In the aircraft visual navigation, the matching accuracy and speed are two important indexes to evaluate the performance of scene matching algorithm. However, they are often influenced by gray value difference and scale difference between the real-time SAR image and the reference SAR image. In this paper, a multi-scale SAR scene matching algorithm based on compressed contour feature is proposed to realize the coarse-to-fine rapid matching of the real-time SAR image and the reference SAR image.

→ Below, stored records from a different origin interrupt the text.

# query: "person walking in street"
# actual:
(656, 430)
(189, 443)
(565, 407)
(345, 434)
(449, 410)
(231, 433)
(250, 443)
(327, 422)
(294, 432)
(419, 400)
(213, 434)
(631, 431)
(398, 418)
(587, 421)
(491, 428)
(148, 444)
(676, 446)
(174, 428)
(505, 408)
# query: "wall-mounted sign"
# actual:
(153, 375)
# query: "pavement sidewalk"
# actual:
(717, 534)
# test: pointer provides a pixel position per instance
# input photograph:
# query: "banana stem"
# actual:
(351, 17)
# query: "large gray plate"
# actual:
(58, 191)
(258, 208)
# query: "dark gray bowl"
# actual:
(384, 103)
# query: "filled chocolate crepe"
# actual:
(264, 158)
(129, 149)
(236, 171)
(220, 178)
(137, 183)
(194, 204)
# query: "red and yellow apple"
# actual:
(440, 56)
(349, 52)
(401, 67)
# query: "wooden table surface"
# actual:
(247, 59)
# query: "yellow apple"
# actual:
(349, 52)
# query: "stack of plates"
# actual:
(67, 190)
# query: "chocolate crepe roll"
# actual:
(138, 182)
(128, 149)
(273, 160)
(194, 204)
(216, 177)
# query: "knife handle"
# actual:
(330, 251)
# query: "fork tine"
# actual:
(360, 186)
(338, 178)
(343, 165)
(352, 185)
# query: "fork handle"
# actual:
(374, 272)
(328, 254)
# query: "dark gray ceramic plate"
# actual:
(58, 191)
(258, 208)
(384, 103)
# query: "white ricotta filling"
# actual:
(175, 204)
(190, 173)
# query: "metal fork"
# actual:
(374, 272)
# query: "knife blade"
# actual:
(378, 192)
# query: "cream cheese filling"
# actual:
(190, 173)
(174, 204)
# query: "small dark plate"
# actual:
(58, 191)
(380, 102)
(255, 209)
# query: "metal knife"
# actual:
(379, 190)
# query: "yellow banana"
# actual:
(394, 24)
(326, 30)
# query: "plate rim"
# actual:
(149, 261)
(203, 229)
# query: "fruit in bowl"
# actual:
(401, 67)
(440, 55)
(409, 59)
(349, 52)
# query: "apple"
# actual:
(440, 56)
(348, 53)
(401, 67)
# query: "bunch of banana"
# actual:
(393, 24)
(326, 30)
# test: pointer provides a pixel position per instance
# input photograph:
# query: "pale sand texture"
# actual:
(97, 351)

In the coarse matching phase, since sub-region differencing is different from the traditional pixel differencing and it is robust to the inherent speckle noise, the compressed contour feature image can preserve the dominant contour feature of two images and remove their inconsistent direct current component, which means that the feature images can demonstrate the common information included in two images better and be more suitable for matching. In order to reduce the influence of scale difference, sub-regions with different size are used to construct multi-scale feature image, and cluster analysis is implemented on several matching results to determine the scale transform information. In the fine matching phase, sub-regions with richer edge information are chosen in the real-time image to carry out searching and matching around the coarse matching position in the reference image, which can improve the efficiency and accuracy of scene matching.

Experimental results demonstrate that, the proposed algorithm outperforms the traditional Nprod algorithm in the matching accuracy and speed. Its low computational complexity and high practicability makes it suitable for aircraft visual navigation. Moreover, the proposed algorithm can be used in multi-sensor image matching, such as SAR and optical image matching. One limitation is that the proposed algorithm does not show any improvement when there are no typical and obvious contour features in the matching scene, e.g., the scene is vegetation or hill, etc.